Panspermia — the notion that life can be transferred between different bodies in the solar system, and maybe even between different planetary systems — has intrigued us for millennia. The Greek philosopher Anaxagoras discussed it some 2,500 years ago, and the idea again gained credence in the late 19th century. 

But the question has never been satisfactorily answered: Could a viable life-form, such as a microbial organism, actually withstand a journey — from Mars to Earth, for instance — that would inevitably end in a violent impact? Based on recent laboratory experiments, University of Kent physicist Dina Pasini offers a qualified yes. 

So far, Pasini and her colleagues have looked at three simple life-forms: bacteria, yeast and phytoplankton (single-celled, photosynthetic algae). The last one interests Pasini the most because all it needs to start growing and reproducing in the oceans is exposure to light.

“Phytoplankton has the power to transform the atmosphere of a planet,” she says. “Sixty percent of the oxygen in Earth’s atmosphere was produced by phytoplankton.”

Impact Testing with a Two-Stage Blast Gun

How It Works: Stage 1: Falling pendulum (a) ignites shotgun cartridge, forcing piston into tube (b) pumped full of compressed hydrogen gas. Stage 2: Moving piston compresses gas further, until pressure ruptures burst disc.
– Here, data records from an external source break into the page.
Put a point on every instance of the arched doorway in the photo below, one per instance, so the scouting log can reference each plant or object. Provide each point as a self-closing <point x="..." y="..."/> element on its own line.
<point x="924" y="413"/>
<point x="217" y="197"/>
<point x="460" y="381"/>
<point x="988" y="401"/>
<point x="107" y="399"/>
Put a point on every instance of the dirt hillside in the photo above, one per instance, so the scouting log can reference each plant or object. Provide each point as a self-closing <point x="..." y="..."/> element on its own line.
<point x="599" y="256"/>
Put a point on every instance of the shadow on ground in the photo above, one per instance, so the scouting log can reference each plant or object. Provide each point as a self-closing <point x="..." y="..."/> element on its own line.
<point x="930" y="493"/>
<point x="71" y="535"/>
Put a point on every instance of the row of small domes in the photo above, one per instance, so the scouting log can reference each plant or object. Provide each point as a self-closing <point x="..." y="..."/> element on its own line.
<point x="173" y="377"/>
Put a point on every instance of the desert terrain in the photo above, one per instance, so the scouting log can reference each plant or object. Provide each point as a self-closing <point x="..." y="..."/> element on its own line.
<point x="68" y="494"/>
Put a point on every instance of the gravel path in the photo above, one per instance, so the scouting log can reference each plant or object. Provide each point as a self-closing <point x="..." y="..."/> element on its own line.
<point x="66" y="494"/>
Breech (c) provides extra protection from the force of the gas as it floods into vacuum (launch) tube (d), accelerating projectile through blast tank (e). Lasers (f) measure speed as projectile slams into target chamber (g). (Credit: Photo Courtesy Dina Pasini; Rendering by Alison Mackey/Discover after M.J. Burchell et al.)

To simulate a transplanetary impact, Pasini took frozen pellets of Nannochloropsis oculata phytoplankton and shot them through a two-stage gas gun, using compressed hydrogen to accelerate them to about 7 kilometers a second (about 16,000 mph), the typical speed of a meteor hitting Earth. The pellets landed in a makeshift primeval ocean, made by mixing pure water with minerals purchased from an aquarium store. She found that a small fraction of the algae survived the impact. (Some scientists suspect that bacteria could survive even higher-speed collisions.)

While it doesn’t prove anything, these findings do enhance the plausibility of the panspermia hypothesis. “If we find something that we think is alien life on Mars,” Pasini says, “we’ll need to figure out whether we spawned it or it spawned us."

Steve Nadis, a Discover contributing editor, is co-author of A History in Sum: 150 Years of Mathematics at Harvard.